Sociedade
Ubuntu: uma filosofia de vida que faz feliz quem provoca a felicidade
No Agrupamento de Escolas da Batalha a filosofia é inspirada no Ubuntu, um modelo que desenvolve competências sócio-emocionais nos alunos, tornando-os melhores pessoas
“Ajudar os outros e tornar o dia dos outros mais feliz é enriquecedor. Ubuntu é ficar feliz ao ver a felicidade dos outros”. Lourenço Matos, aluno do 12.º ano, define assim a filosofia Ubuntu, que há quatro anos está em prática nas escolas da Batalha, depois do director Luís Novais participar numa formação sobre liderança colaborativa.

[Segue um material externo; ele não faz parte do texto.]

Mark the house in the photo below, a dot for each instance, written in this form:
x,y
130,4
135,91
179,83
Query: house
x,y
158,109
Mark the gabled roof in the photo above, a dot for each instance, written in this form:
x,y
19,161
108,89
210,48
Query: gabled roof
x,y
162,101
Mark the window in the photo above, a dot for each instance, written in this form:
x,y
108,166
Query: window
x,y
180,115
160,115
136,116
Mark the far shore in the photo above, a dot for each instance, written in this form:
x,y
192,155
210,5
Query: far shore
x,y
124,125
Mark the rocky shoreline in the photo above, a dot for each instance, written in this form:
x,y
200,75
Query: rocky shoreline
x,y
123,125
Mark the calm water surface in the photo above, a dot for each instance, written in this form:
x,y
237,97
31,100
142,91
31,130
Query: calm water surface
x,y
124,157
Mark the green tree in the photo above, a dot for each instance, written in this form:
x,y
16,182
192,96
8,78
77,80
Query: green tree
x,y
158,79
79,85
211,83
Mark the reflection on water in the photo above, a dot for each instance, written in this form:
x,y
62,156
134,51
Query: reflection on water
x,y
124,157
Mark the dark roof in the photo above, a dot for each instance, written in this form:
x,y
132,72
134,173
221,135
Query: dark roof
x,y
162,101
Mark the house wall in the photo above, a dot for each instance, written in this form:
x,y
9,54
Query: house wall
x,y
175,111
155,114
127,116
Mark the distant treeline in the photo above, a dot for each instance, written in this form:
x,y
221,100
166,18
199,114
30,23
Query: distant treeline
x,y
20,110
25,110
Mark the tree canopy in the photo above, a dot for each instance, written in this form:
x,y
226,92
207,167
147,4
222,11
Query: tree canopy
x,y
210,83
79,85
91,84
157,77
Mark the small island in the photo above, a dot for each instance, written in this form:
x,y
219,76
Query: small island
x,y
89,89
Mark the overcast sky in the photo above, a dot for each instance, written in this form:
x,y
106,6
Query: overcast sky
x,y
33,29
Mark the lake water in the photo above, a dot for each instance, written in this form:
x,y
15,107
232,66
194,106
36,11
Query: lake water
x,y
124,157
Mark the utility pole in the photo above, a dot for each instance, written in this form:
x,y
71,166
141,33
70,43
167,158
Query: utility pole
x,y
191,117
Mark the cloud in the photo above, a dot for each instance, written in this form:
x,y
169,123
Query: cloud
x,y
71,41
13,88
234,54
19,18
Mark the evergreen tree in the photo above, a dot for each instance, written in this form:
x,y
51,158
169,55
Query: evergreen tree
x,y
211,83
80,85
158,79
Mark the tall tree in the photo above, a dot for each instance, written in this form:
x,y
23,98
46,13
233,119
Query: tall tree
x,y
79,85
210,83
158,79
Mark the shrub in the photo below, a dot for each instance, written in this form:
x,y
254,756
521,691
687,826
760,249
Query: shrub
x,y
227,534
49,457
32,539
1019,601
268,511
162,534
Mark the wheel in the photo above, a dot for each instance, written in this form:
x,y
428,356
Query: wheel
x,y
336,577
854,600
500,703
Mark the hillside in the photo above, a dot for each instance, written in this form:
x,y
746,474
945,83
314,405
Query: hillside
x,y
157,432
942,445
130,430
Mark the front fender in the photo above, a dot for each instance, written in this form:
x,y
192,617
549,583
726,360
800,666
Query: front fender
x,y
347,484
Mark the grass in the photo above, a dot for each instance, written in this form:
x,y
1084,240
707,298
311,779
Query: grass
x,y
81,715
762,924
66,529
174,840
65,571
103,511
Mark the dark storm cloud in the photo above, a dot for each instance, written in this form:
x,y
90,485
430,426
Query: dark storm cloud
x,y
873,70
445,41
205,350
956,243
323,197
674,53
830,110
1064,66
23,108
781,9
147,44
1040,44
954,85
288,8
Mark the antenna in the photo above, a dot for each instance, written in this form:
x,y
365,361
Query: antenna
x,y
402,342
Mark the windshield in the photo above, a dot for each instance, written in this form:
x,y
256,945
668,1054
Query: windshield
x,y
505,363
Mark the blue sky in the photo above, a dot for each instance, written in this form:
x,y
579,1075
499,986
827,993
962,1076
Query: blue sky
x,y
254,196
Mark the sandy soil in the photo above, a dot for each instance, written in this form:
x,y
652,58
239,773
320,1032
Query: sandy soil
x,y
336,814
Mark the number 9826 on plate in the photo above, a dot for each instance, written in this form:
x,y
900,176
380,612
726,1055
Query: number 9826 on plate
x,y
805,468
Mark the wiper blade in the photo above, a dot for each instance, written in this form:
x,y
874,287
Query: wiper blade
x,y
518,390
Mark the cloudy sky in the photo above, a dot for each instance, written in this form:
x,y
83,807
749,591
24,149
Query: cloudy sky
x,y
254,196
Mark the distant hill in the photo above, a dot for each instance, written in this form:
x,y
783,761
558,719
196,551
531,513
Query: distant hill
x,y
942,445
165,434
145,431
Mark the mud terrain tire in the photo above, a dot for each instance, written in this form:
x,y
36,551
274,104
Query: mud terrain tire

Há duas semanas, realizou-se a primeira semana Ubuntu no Centro Escolar de Reguengo do Fetal. Foi uma semana de partilhas e de crescimento, cujo momento alto aconteceu na quinta-feira, quando os alunos dos 3.º e 4.º anos receberam a camisola amarela, com a inscrição 466/64. Assente num modelo de liderança servidora e com a inspiração de figuras como Nelson Mandela, Martin Luther King ou Malala, o Ubuntu é uma filosofia de origem africana que se traduz na expressão “Eu Sou porque tu És”.
“Esta filosofia acaba por valorizar o que cada um de nós tem de especial, mas também a importância de usarmos as nossas qualidades e talentos ao serviço dos outros”, explica Maria Coimbra.
Durante a semana Ubuntu, os mais pequenos subiram a bordo desta aventura cumprindo um painel diário: Eu, Eu e o outro, Eu e os desafios, Eu e o Mundo e Eu sirvo. Em cada dia, as crianças foram desafiadas a dar a sua opinião e a escrever o que lhes ia na alma, sem qualquer correcção de erros. “O objectivo era serem eles mesmos”, explica a professora Fernanda Alvega.
Quando se lhes pergunta qual o significado dos números 466/64 que exibem nas t-shirts, a resposta é rápida: “466 é o número da cela de Nelson Mandela” e o “64 é o ano em que foi preso”.
“Ele foi um grande líder servidor”, afirmam os mais novos. O Ubuntu assenta em cinco pilares: auto-confiança, auto-conhecimento, resiliência, liderança servidora e empatia. “Além de conseguir perceber a importância de valorizar o outro, consegui também conhecer parte de mim que nem conhecia, o que também me torna numa melhor pessoa”, assume Lara Sousa.
Melhores pessoas
No 12.º ano, este é o último ano de Lara Sousa, Lourenço Matos, Matilde Ruivo e Maria Coimbra no clube Ubuntu da Batalha, mas, não têm dúvidas de que esta filosofia os tornou “pessoas melhores” e que “vai sempre haver Ubuntu dentro de nós”. “Damos a nossa parte especial em prol dos outros e estamos dispostos a servir os outros”, acrescenta Matilde Ruivo.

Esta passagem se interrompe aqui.